Data Deduplication Comparative Review
snydeq writes "InfoWorld's Keith Schultz provides an in-depth comparative review of four data deduplication appliances to vet how well the technology stacks up against the rising glut of information in today's datacenters. 'Data deduplication is the process of analyzing blocks or segments of data on a storage medium and finding duplicate patterns. By removing the duplicate patterns and replacing them with much smaller placeholders, overall storage needs can be greatly reduced. This becomes very important when IT has to plan for backup and disaster recovery needs or when simply determining online storage requirements for the coming year,' Schultz writes. 'If admins can increase storage usage 20, 40, or 60 percent by removing duplicate data, that allows current storage investments to go that much further.' Under review are dedupe boxes from FalconStor, NetApp, and SpectraLogic."
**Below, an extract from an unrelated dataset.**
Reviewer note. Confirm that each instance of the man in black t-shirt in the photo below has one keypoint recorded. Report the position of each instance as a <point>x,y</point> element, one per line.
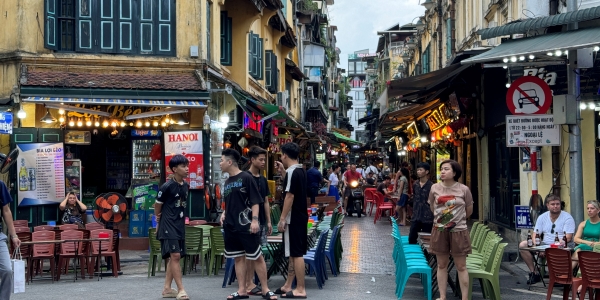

Actually, it is automatic. ZFS already assumes you have a multithreaded OS running on more cpu than you probably need (e.g. Solaris), so it's already doing checksums (up to and including SHA256) for each data block in the filesystem. Comparing checksums (and optionally entire datablocks) to determine what blocks are duplicates isn't that much extra work at that point, although for deduplication you probably want to use a beefier checksum than you might choose otherwise, so there is some increase in work. http://blogs.sun.com/bonwick/entry/zfs_dedup has some more information on it. Getting it onto my linux box, now.. there's the rub. userspace ZFS exists, but I've only seen one pointer to a patch for it that includes dedup, and I haven't heard any stability reports on it yet.